New Thought does not reject Christ, but rather embraces his message more deeply. It views Jesus as a spiritual elder brother, demonstrating what is achievable when we align with divine law.
You don’t need to beg for miracles. You need to remember your power. Everything you’ve ever desired exists in your mind right now, just waiting to be manifested. Believe that you have received it. Live as if it is already done. That is faith. That is power. That is the Christ within.
Further Reading
The Science of Mind by Ernest Holmes
The Power of Awareness by Neville Goddard
Discover the Power Within You by Eric Butterworth
The Game of Life and How to Play It by Florence Scovel Shinn
The Law of Divine Compensation by Marianne Williamson
I don’t respect this kind of stuff. Honestly. It’s shameful. ‘Believe and you can heal yourself’, etc. I thought vegans were averse to tripe.
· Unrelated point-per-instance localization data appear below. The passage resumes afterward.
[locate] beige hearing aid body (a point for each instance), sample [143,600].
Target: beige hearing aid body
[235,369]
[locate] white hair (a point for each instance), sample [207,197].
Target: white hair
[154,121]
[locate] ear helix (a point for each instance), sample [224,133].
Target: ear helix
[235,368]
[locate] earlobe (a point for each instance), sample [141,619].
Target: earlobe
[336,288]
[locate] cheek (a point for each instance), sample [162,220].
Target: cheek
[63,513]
Dear Michael, Please explain to me why Jesus, God in the flesh, who possessed all the Love, Power and Knowledge in the entire universe, did not realize He should issue a revised set of Ten Commandments. An updated list could have included Thou Shalt Not Allow Farmed Animals to Suffer for Your Dinner. And Thou Shalt Not Commit Genocide and Thou Shalt Not Enslave Humans. The list goes on and on. (He said Love Your Neighbor and that was good but it obviously it was not strong enough language or specific enough. And besides, He knew what was coming and could have stopped it all.) A better 10 would have saved millions and millions of lives and He would already have known that. If it had been up to either you or I to do so, I'm sure we would have. Does that mean we are nicer than God/Jesus?